Library Panel Rules on Entry to New Branch
Responding to community pressure, the Los Angeles Board of Library Commissioners on Tuesday voted to put the entrance to a planned $1.3-million library in Atwater on Glendale Boulevard, the community’s main thoroughfare, rather than on a side street.
The board was considering an alternate plan for the library, which will be at Glendale Boulevard and Revere Avenue, because of concerns for the safety of patrons who would have to walk to the entrance from a rear parking lot. A Revere Avenue entrance would have been about 60 feet closer to the parking lot than one on Glendale Boulevard.
But the Friends of the Atwater Library, which first protested the possible change in plans at a library board meeting in January, has insisted that a Glendale Boulevard entrance would actually be safer because of its higher visibility.
Busy Location Favored
Underscoring the need to place the library entrance in a well-traveled location, Barbara Lass, coordinator of the Friends of the Atwater Library, said, “Activity is usually what keeps crime down.”
The Atwater library, the smallest of the 62 branches in the city’s system, is now in rented quarters at 3229 Glendale Blvd. Most of its patrons, the Friends group maintained, arrive by foot, bicycle or bus and would not use the parking lot.

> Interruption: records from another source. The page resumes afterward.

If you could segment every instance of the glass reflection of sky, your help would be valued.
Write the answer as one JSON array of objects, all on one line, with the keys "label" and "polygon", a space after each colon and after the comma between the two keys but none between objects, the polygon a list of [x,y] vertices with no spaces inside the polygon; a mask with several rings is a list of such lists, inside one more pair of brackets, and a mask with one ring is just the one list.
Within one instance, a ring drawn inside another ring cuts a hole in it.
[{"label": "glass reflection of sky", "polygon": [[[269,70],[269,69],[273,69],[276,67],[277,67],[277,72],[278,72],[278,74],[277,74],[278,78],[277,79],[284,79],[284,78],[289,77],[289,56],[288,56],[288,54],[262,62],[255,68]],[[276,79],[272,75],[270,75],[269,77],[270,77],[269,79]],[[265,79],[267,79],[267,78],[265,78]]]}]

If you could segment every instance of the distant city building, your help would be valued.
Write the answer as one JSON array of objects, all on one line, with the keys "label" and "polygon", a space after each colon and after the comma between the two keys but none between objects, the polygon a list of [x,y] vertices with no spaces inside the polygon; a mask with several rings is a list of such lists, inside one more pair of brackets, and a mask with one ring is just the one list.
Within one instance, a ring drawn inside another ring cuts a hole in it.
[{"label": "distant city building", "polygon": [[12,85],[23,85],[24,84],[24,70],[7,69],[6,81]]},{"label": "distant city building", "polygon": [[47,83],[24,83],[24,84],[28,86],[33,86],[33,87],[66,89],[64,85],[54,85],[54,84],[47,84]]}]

The parking lot will have space for only 12 cars, the group also argued, half of which would probably be taken by library staff members who would be able to exit from the rear of the library directly to the parking lot.
The 10 members of the Friends group who attended Tuesday’s meeting, held in the Granada Hills Branch Library, bolstered their arguments with letters of support from Glendale Boulevard businessmen and community leaders. Hugh Stevenson, a deputy for Councilman Joel Wachs, whose 2nd District includes Atwater, was also on hand to express the councilman’s support for a library entrance on Glendale Boulevard.
Library Commissioner Frank W. Terry said, “My concern is that many of the incidents we have had at libraries take place in the parking lots.” Those incidents, Terry said, included muggings and robberies of staff members and library patrons.
After the vote, Lass said, “It’s what we had hoped for. We’re pleased. Now the $64,000 question is, when will it be built?”
October Ground Breaking
Ground breaking is not expected to take place until October, said Don Buck, business manager for the Los Angeles Public Library. Final plans must still be drawn up and approved by the city architect and the library board, Buck said, and the contract on the project must go out to bid. Construction will take about a year, Buck said.
The new building is expected to be three times the size of the current library, one of two branches in a rented building. The two small rooms at the front of the one-story building, housing the library’s collection of 17,000 books, lacks public restrooms, water fountains and a community room.
The new library is designed to accommodate those features as well as a children’s library and a reading room.